El operativo se realizó entre las últimas horas del miércoles y las primeras del jueves, en forma simultánea, en dos domicilios del barrio Carlos Berg separados apenas por una cuadra pero sin relación entre sí. En ambos casos sorprendieron a los vendedores con el alucinógeno, balanzas de precisión y dinero. Y además, la falta de crédito en el teléfono de un testigo civil originó una situación insólita: la madre del joven creyó que su hijo había sido secuestrado y radicó una denuncia.
La actividad policial comenzó a las 21 del miércoles y concluyó a las 2 del jueves.
El primero de los allanamientos fue efectuado en 17 bis al 2100 y allí secuestraron 270 gramos de marihuana, en parte compactada y también en porros y bochitas.
Y junto a la marihuana secuestraron un rayador para desmenuzar la droga, una balanza de precisión, una pequeña suma de dinero y un automóvil Fiat 147 en cuyo interior encontraron 190 gramos de marihuana, escondidos debajo de un asiento.
Junto al dueño de casa, de 29 años, que quedó detenido, se encontraba otro hombre de unos 22 años, a quien se le encontró una bochita de marihuana. Este último fue notificado en libertad a disposición del juez federal de La Pampa.
El otro allanamiento se concretó en 19 y 50 bis, en el domicilio de una mujer. Allí fueron secuestrados 340 gramos de marihuana y 50 gramos de cocaína.
La marihuana también se encontró en forma compacta y en envoltorios y 44 gramos de cocaína compactada en dos piedras y el resto en envoltorios menores.
En este domicilio secuestraron además, un revólver calibre 22, balas, una balanza de precisión y 1900 pesos en efectivo.

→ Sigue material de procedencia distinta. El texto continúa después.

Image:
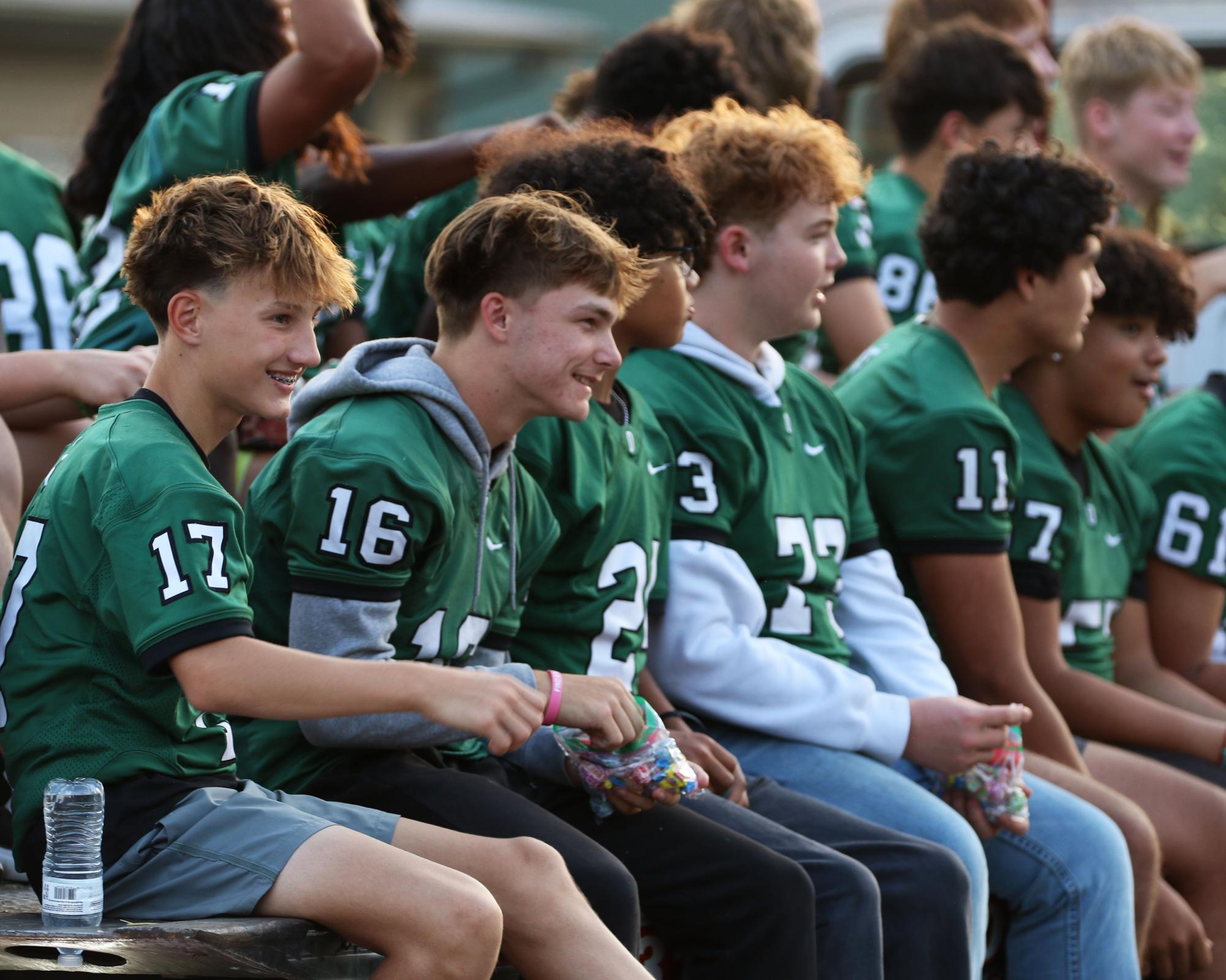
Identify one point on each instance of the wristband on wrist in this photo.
(551, 712)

Junto a los dueños de casa se encontraba otro joven que tenía encima 6 gramos de cocaína en bochitas.
El juez dispuso la detención del hombre de la casa, de 29 años y ordenó la notificación de la mujer, de 28 años, y del visitante.

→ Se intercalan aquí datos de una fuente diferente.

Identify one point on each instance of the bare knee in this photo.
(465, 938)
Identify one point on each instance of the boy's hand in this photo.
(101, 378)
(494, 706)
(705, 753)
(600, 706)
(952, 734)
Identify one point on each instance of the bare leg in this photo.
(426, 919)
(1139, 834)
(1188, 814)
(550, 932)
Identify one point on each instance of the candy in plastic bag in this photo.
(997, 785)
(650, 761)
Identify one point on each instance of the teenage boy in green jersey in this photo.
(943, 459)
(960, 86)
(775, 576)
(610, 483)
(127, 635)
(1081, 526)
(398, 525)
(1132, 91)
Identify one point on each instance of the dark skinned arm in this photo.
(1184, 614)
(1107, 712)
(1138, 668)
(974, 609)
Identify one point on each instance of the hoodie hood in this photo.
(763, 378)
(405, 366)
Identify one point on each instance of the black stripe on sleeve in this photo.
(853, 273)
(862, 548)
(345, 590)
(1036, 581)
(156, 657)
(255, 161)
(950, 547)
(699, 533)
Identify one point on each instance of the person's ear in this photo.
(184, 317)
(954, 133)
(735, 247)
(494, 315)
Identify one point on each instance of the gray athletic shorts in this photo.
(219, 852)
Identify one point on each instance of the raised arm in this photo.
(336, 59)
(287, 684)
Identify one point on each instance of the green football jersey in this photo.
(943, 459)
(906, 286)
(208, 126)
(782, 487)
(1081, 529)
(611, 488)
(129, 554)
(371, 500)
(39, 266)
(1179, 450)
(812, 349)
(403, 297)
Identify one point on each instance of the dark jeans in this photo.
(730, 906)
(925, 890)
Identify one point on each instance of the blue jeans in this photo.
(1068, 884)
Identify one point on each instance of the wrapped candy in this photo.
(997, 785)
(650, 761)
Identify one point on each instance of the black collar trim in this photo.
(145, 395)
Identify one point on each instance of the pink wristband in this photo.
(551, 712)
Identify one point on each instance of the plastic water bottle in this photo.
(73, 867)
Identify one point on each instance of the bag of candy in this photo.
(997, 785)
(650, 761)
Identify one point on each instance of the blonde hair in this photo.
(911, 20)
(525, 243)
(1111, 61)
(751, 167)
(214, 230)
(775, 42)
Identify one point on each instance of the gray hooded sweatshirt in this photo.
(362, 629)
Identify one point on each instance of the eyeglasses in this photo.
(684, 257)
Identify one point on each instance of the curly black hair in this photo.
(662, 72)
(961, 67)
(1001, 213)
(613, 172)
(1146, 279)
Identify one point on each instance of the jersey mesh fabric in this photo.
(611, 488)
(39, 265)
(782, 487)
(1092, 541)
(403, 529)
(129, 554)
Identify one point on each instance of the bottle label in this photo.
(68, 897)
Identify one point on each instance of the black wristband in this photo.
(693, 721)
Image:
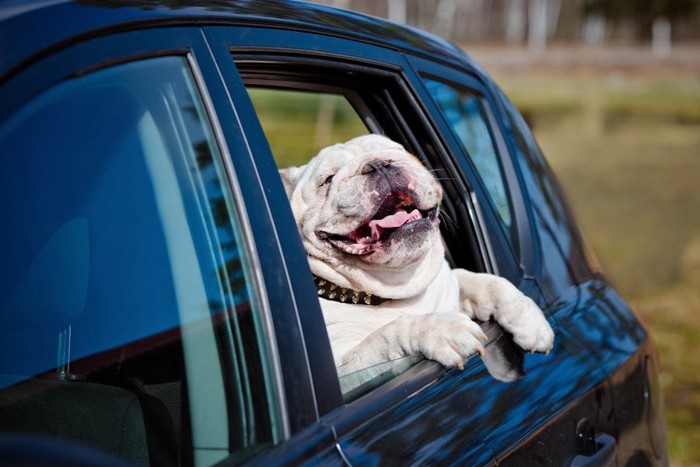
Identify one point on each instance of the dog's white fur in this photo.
(431, 307)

Los pesquisas respondieron a la consulta, revelando que los allanamientos se realizaron tras una tarea de vigilancia y de investigación en la calle y consideraron también, que en ambos casos se trata de lugares de expendio de marihuana, de gente que vivía en otros barrios y a los que en forma fortuita les tocaron viviendas muy cercanas uno de otro.
TESTIGO
En el marco de la tarea efectuada, los uniformados solicitaron la comparencia de dos jóvenes para atestiguar los actos que se realizaron.
Uno de esos jóvenes que se prestó de modo voluntarioso a salir de testigo se quedó sin crédito en su celular y no pudo dar aviso a la madre de que se iba a demorar.

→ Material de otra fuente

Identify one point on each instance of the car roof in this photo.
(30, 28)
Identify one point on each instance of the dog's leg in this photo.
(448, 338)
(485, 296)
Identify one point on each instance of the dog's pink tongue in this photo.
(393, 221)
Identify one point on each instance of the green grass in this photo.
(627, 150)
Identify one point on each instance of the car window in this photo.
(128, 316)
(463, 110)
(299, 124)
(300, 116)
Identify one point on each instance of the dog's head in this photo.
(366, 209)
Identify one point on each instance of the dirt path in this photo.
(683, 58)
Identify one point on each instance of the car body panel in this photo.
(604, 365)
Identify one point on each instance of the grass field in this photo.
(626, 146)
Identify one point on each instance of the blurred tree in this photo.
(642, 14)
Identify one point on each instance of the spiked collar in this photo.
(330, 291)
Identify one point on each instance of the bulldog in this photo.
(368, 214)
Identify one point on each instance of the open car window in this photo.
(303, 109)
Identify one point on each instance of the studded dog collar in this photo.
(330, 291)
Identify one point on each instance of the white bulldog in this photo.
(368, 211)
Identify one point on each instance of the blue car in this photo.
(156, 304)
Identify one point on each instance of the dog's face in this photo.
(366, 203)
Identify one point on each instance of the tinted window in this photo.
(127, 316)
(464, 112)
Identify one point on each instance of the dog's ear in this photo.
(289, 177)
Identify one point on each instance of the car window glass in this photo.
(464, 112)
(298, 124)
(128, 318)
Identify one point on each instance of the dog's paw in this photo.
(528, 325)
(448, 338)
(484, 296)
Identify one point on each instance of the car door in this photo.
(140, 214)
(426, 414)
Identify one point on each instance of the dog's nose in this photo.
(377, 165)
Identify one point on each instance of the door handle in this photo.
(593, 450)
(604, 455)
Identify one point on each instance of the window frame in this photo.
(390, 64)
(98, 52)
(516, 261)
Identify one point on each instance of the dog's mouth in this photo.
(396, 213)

El joven tampoco alertó a nadie ni solicitó otro teléfono para avisar a su progenitora, la que alarmada por la tardanza del muchacho, se dirigió a la Comisaría Tercera y radicó una denuncia, convencida que su hijo había sido secuestrado.
La policía informó de la situación a todas las dependencias, pero en Toxicomanía no había nadie porque todos los efectivos estaban asignados al operativo.
Recién a las 2 de la mañana, cuando todo concluyó, quedó dilucidada la situación.